Mr. Smith thought he had never seen so charming a living-room. A comfortable chair invited him, and he sat down. He felt suddenly rested and at home, and at peace with the world. Realizing that, in some way, the room had produced this effect, he looked curiously about him, trying to solve the secret of it.

Reluctantly to himself he confessed that it was a very ordinary room. The carpet was poor, and was badly worn. The chairs, while comfortable looking, were manifestly not expensive, and had seen long service. Simple curtains were at the windows, and a few fair prints were on the walls.

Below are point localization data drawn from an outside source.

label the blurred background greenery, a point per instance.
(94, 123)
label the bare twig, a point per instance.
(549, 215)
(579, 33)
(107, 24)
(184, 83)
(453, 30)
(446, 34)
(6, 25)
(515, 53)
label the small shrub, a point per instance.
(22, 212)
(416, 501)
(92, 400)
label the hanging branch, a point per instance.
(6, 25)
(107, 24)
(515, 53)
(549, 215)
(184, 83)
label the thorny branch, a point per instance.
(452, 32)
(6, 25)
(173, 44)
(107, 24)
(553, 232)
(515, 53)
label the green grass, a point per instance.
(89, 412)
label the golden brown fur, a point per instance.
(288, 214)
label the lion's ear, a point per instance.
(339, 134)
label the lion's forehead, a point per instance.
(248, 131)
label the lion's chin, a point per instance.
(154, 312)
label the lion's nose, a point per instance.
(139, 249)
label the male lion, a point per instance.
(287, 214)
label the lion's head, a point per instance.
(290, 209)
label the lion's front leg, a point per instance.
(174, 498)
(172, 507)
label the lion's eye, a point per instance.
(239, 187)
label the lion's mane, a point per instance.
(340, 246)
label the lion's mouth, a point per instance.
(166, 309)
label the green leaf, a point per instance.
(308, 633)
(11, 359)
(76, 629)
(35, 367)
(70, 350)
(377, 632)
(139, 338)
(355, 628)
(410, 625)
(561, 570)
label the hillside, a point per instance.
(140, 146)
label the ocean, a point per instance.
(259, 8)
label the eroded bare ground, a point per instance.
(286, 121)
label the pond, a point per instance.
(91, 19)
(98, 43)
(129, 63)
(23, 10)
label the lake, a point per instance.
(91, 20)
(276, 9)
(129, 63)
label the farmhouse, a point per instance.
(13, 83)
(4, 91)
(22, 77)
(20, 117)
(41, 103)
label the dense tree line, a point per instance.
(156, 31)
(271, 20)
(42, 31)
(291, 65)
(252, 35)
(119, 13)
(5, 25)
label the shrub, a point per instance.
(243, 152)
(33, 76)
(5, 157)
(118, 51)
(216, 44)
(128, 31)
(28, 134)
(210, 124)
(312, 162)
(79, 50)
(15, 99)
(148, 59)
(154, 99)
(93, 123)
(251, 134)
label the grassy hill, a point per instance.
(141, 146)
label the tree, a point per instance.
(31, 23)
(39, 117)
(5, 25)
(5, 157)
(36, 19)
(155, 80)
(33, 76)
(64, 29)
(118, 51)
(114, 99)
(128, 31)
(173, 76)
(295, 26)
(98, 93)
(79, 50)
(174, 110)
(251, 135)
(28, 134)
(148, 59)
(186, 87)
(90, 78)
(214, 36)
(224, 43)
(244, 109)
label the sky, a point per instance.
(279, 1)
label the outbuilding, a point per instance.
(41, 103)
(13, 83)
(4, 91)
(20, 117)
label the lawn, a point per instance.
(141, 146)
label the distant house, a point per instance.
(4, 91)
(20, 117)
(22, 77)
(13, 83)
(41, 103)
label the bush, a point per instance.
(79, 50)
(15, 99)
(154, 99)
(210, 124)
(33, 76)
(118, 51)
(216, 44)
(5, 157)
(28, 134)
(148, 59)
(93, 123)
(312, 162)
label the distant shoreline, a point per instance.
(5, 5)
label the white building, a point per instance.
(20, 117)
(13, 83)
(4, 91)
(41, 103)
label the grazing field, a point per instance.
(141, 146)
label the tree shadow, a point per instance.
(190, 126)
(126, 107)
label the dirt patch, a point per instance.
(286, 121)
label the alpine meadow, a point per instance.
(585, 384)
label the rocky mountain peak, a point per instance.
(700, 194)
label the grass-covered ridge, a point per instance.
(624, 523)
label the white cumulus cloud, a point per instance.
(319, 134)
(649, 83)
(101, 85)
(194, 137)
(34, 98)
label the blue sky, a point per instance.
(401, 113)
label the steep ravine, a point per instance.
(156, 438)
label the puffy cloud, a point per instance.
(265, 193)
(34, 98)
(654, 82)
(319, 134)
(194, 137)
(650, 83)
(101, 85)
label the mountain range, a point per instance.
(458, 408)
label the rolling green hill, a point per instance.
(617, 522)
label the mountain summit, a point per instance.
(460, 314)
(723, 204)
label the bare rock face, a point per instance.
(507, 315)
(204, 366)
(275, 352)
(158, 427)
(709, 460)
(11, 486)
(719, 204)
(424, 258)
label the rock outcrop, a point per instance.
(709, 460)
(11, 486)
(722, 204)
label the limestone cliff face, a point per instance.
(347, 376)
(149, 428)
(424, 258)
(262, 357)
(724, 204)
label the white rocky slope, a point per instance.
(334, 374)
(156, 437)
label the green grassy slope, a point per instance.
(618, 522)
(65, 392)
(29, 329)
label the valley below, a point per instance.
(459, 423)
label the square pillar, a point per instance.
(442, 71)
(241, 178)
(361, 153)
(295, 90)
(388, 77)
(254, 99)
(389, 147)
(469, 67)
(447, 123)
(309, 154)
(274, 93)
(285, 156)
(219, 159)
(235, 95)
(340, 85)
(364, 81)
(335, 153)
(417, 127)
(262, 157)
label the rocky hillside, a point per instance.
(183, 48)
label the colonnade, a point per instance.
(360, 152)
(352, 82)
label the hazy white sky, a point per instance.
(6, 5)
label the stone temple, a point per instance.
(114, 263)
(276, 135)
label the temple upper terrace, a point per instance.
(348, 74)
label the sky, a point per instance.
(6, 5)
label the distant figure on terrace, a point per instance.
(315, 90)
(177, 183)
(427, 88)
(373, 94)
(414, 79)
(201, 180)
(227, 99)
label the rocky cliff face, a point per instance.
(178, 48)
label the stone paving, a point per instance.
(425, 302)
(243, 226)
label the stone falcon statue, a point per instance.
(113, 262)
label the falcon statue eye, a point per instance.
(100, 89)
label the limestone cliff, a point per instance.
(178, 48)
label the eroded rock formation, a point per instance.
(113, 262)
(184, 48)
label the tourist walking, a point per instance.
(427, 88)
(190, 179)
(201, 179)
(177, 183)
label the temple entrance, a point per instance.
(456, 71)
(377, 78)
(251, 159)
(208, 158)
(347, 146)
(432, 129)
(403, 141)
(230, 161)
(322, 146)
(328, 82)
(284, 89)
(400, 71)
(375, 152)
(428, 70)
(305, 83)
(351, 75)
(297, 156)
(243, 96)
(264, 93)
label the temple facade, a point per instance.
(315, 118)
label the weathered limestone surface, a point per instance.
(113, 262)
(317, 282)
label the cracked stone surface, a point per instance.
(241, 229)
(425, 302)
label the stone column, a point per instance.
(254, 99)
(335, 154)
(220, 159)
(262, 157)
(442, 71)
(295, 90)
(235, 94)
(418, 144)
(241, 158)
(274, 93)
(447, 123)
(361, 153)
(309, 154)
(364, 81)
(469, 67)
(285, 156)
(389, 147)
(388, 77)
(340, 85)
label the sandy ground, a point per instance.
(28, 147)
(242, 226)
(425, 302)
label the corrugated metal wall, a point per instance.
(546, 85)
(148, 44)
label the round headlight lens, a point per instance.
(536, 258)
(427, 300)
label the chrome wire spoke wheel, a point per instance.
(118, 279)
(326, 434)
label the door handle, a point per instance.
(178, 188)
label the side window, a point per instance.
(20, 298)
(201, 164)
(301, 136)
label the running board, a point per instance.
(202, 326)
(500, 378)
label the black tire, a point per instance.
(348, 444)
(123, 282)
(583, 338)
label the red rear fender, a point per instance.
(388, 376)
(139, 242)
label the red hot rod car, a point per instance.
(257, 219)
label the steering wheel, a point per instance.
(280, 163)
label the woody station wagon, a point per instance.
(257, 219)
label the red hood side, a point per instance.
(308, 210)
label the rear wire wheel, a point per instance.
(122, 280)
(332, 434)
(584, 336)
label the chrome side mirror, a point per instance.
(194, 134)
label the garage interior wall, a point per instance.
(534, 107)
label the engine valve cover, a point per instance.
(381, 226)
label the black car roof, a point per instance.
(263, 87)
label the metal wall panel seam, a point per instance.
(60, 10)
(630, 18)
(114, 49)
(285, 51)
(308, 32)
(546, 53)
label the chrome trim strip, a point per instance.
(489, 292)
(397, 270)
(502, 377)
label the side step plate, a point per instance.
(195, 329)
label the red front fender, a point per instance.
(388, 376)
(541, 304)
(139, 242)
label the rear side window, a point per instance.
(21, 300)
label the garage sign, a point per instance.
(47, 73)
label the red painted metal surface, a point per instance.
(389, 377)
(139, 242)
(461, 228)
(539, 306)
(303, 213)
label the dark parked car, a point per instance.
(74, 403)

Two or three vases, of good lines but cheap materials, held flowers, and there was a plain but roomy set of shelves filled with books—not immaculate, leather-backed, gilt-lettered "sets" but rows of dingy, worn volumes, whose very shabbiness was at once an invitation and a promise. Nowhere, however, could Mr. Smith see protecting cover mat, or tidy. He decided then that this must be why he felt suddenly so rested and at peace with all mankind. Even as the conviction came to him, however he was suddenly aware that everything was not, after all, peaceful or harmonious.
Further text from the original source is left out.